Today, however, I will be focusing on the latest update for the iOS app released two weeks ago. It's something big — it has taken the developer almost a year to implement an iOS 7 feature called background app refresh. This means that any app can fetch information from the web intelligently without having to be launched by the user, refreshing automatically in the background. For an app like Reeder, which lives from downloading text articles from the feeds on your RSS client, this is a game changer. The idea is that the next time you launch the app your content will be there waiting without having to wait for it to download.

Give it time to learn

Before I begin, let me get this out of the way: you need to enable the backgrounding option on the app settings and allow some time to understand your usage. Now, the reason for writing this article two weeks after everyone else is that the background app refresh in iOS needs time to learn your habits. Apple explains it on a support page:

iOS learns patterns based on your use of the device and tries to predict when an app should be updated in the background. It also learns when the device is typically inactive, such as during the night, to reduce update frequency when the device is not in use

With an app like Reeder, the system will realise you are launching the app in the mornings to read along with your breakfast and in the evening after dinner. This is highly efficient as iOS also attempts to fit the refreshes when your device is charging or connected to a Wi-Fi network — preventing battery drain and cellular data charges respectively. Since the rest of the process is too obscure for the end user, I decided to wait and see how long it would take Reeder to learn my reading habits.
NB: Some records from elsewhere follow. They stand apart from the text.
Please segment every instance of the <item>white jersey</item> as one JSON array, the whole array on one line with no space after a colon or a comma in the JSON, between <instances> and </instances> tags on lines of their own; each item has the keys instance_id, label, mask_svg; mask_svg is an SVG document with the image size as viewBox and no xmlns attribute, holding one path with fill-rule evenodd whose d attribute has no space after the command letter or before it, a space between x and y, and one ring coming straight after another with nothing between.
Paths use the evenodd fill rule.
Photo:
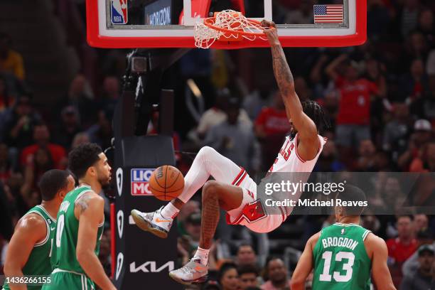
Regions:
<instances>
[{"instance_id":1,"label":"white jersey","mask_svg":"<svg viewBox=\"0 0 435 290\"><path fill-rule=\"evenodd\" d=\"M293 139L291 139L289 136L286 137L286 141L281 150L279 150L278 156L270 168L268 174L276 172L296 173L293 176L289 176L289 178L298 178L296 182L306 182L323 149L323 145L326 143L326 138L320 135L318 135L318 136L320 141L320 148L316 156L309 161L304 160L298 154L298 134ZM308 173L298 175L297 173ZM256 219L252 220L251 220L252 216L253 216L252 213L258 213L257 211L258 207L255 203L255 200L258 198L257 184L249 177L243 168L240 170L231 184L242 188L243 200L239 208L227 213L227 222L229 224L242 225L256 232L269 232L279 227L293 211L293 207L279 206L277 208L280 210L281 214L276 214L276 213L269 214L263 216L264 218L255 216ZM294 193L294 194L289 196L289 198L297 200L301 196L301 191ZM257 218L258 219L257 219Z\"/></svg>"},{"instance_id":2,"label":"white jersey","mask_svg":"<svg viewBox=\"0 0 435 290\"><path fill-rule=\"evenodd\" d=\"M298 154L298 136L291 139L287 136L284 144L278 153L275 162L269 170L269 173L275 172L311 172L317 162L319 155L323 149L323 145L326 143L326 138L317 135L320 141L320 148L317 155L309 161L304 160Z\"/></svg>"}]
</instances>

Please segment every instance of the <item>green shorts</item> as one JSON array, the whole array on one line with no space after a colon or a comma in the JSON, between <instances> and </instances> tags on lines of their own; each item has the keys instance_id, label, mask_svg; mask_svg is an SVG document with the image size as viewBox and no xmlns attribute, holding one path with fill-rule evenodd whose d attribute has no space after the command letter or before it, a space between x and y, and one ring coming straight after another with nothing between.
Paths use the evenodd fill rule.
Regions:
<instances>
[{"instance_id":1,"label":"green shorts","mask_svg":"<svg viewBox=\"0 0 435 290\"><path fill-rule=\"evenodd\" d=\"M94 290L94 282L84 274L55 269L50 275L51 282L45 284L43 290Z\"/></svg>"}]
</instances>

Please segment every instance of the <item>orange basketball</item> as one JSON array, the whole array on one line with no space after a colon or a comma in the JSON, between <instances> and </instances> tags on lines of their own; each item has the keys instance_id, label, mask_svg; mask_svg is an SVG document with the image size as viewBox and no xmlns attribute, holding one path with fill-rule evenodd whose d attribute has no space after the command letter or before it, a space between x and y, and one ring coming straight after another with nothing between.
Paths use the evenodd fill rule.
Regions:
<instances>
[{"instance_id":1,"label":"orange basketball","mask_svg":"<svg viewBox=\"0 0 435 290\"><path fill-rule=\"evenodd\" d=\"M156 198L171 200L183 192L184 177L175 167L163 165L153 172L149 185L151 192Z\"/></svg>"}]
</instances>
How to enable background refresh

If you are sold on the idea, let's make sure background app refresh is activated on your account (it comes disabled by default). We will need to check this option both in the app and in the iPhone's own settings.

Inside the Reeder app, swipe to the right to close any open page until you get to one that says Accounts. Now tap on the cog icon to access the settings. You only need to follow the route Settings → Accounts (select the service) → Syncing → Sync Background refresh. Remember this is enabled by account, so if you have a Feed Wrangler and a Feedbin on the same device, you will have to enabled both using the same method.

At this stage we should also check the app is allowed to use the feature on the iPhone's general settings. Tap on the Settings icon and select General → Background App Refresh → Scroll down to enable Reeder. Since you are at it, check other apps that might be using this feature. Allyson Kazmucha of iMore recommends checking all of them to preserve battery life.

That's all you need to do to enjoy the latest addition to Reeder for iOS. If the automatic background app refresh didn't work for you, ensure both options are enabled and you give it some time to learn.